En la antesala de la Conferencia de Londres sobre Afganistán la prensa internacional se centra en la cantidad de dólares dedicados a comprar la voluntad de dirigentes talibán y jefes de clan. Según parece los aliados esperan doblegar la resistencia de los islamistas y autoridades a base de repartir dinero.
Mientras leo los titulares no puedo dejar de recordar lo que pasó en nuestro país en una situación semejante. Había finalizado la II Guerra Mundial y el régimen del general Franco aparecía como una anomalía en la nueva Europa, un resto arqueológico del Eje. Para tratar de acelerar la trasformación de España, en línea con lo que había ocurrido en otros estados europeos, la inteligencia aliada elaboró un plan de compra de voluntades de autoridades militares, con la idea de que sólo los generales disponían de los medios para forzar la retirada, más o menos voluntaria, de Franco, dando así paso a una monarquía con vocación integradora. Los generales Aranda y Kindelán actuaron como arietes de la operación, el dinero se repartió... y no pasa nada. En realidad, algo sí paso. Según parece, los generales sondeados tuvieron la precaución de dirigirse al Caudillo y solicitarle, con el debido respeto, permiso para quedarse con el parné. Franco manifestó comprensión ante su delicada situación. Eran años difíciles y un extra venía de perlas para rematar el mes o el trimestre. No parece que aquellos generales sintieran gran simpatía por la acumulación de poder en manos del general Franco, pero de ahí a plegarse a una operación política urdida en el extranjero había algo más que un trecho. Quizás hubiera sido más digno por su parte rechazar aquel dinero, que también venía del extranjero, pero...

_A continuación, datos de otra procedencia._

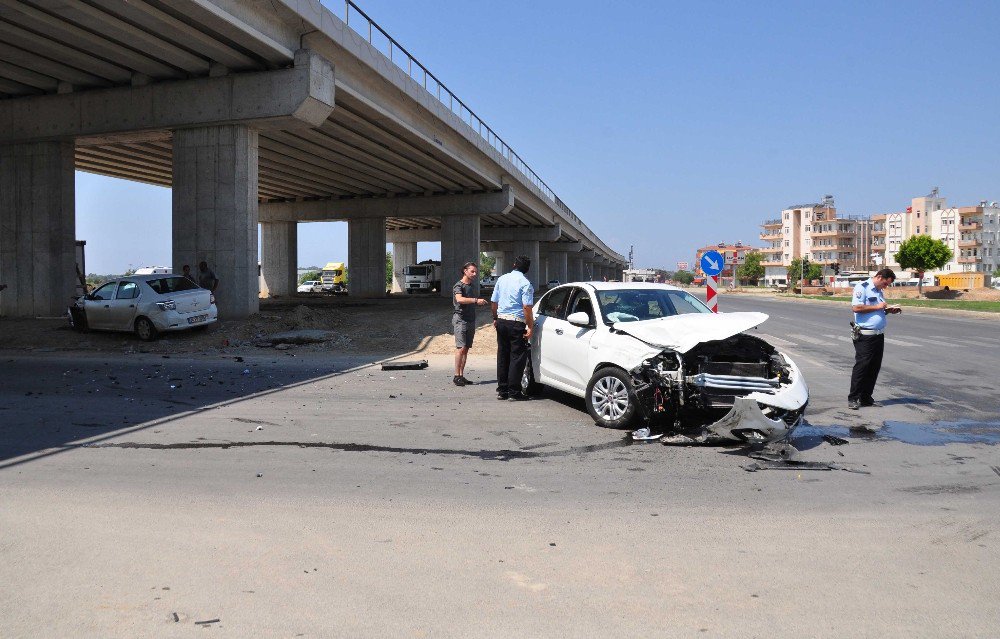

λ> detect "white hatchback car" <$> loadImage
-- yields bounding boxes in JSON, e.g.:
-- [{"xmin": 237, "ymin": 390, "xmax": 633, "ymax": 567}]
[
  {"xmin": 521, "ymin": 282, "xmax": 809, "ymax": 443},
  {"xmin": 69, "ymin": 274, "xmax": 219, "ymax": 341}
]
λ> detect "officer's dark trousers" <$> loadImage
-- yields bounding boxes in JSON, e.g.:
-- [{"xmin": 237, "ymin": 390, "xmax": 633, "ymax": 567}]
[
  {"xmin": 847, "ymin": 335, "xmax": 885, "ymax": 402},
  {"xmin": 497, "ymin": 319, "xmax": 528, "ymax": 395}
]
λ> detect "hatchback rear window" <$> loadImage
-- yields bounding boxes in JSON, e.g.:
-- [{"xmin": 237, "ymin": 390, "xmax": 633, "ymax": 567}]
[{"xmin": 146, "ymin": 276, "xmax": 201, "ymax": 295}]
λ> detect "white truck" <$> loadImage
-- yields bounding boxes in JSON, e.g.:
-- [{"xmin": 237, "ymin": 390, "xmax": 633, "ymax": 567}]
[{"xmin": 403, "ymin": 260, "xmax": 441, "ymax": 294}]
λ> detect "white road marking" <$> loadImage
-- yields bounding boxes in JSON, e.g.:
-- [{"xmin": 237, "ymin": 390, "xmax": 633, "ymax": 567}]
[{"xmin": 789, "ymin": 334, "xmax": 833, "ymax": 346}]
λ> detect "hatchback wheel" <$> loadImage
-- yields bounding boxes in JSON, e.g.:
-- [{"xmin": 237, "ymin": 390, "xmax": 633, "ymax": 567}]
[
  {"xmin": 135, "ymin": 317, "xmax": 156, "ymax": 342},
  {"xmin": 586, "ymin": 366, "xmax": 636, "ymax": 428}
]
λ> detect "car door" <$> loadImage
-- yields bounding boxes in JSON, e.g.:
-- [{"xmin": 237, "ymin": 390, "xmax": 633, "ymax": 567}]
[
  {"xmin": 83, "ymin": 282, "xmax": 118, "ymax": 329},
  {"xmin": 557, "ymin": 287, "xmax": 597, "ymax": 393},
  {"xmin": 108, "ymin": 281, "xmax": 139, "ymax": 331},
  {"xmin": 531, "ymin": 286, "xmax": 573, "ymax": 384}
]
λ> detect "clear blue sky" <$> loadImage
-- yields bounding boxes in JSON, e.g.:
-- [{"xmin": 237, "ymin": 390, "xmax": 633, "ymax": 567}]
[{"xmin": 77, "ymin": 0, "xmax": 1000, "ymax": 272}]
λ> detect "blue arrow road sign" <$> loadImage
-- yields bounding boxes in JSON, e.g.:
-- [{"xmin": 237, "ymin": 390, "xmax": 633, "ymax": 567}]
[{"xmin": 701, "ymin": 251, "xmax": 725, "ymax": 275}]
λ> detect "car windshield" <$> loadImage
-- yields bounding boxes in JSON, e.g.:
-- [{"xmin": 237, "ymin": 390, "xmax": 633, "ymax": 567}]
[
  {"xmin": 597, "ymin": 288, "xmax": 712, "ymax": 324},
  {"xmin": 146, "ymin": 277, "xmax": 201, "ymax": 295}
]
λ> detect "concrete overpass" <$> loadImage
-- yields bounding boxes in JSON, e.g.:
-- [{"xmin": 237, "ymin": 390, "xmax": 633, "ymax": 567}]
[{"xmin": 0, "ymin": 0, "xmax": 625, "ymax": 317}]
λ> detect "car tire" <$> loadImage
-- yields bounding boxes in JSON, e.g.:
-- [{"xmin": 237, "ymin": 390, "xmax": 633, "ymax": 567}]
[
  {"xmin": 584, "ymin": 366, "xmax": 638, "ymax": 428},
  {"xmin": 521, "ymin": 353, "xmax": 542, "ymax": 397},
  {"xmin": 135, "ymin": 317, "xmax": 156, "ymax": 342}
]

En el plan original del general McChrystal, los sobornos cumplían un papel limitado. Tras una intensa y prolongada campaña dirigida a buscar y eliminar los focos insurgentes y después de haber convencido a la población de que estaban dispuestos a permanecer allí hasta el triunfo final, el reparto de dinero ayudaría a algunos jefes talibán y de clan a cambiar de bando. A falta de expectativas de triunfo y con la mayor parte de los afganos en su contra, la combinación de dólares, garantías de que se les respetaría y reconocimiento de su autoridad les ayudaría a dar el paso hacia la reinserción. Sin embargo, ese escenario no parece realista. Obama ha incrementado en 30.000 hombres el contingente, una cantidad importante pero considerablemente inferior a la que los mandos militares consideran necesaria. Además, ha afirmado públicamente que comenzará a reducir el contingente en 18 meses y que entregará el poder a las autoridades afganas lo antes posible. No está nada claro que la ofensiva prevista sea capaz de dañar a las fuerzas talibán hasta el punto de que pierdan la esperanza del triunfo ni que las declaraciones de Obama sobre su deseo de reducir el contingente ayuden a convencer a la población de su compromiso con la seguridad. Lo más probable es que muchos acepten el dinero con la misma sinceridad que los generales españoles. El riesgo de que esos dólares acaben nutriendo las arcas talibán es sólo comparable a la posibilidad de que los esfuerzos aliados por formar a militares y policías afganos concluyan en el ridículo de haber empleado tiempo y dinero en crear los cuerpos de seguridad y unidades militares del renacido Emirato.
Sin disposición a combatir hasta el final no habrá victoria y esa disposición no existe. La Alianza no quiere salir de Afganistán derrotada, pero se engaña si piensa que sólo con dinero y colaboración será suficiente. No puede extrañarnos que los servicios de inteligencia occidentales informen del optimismo que reina en las filas talibán.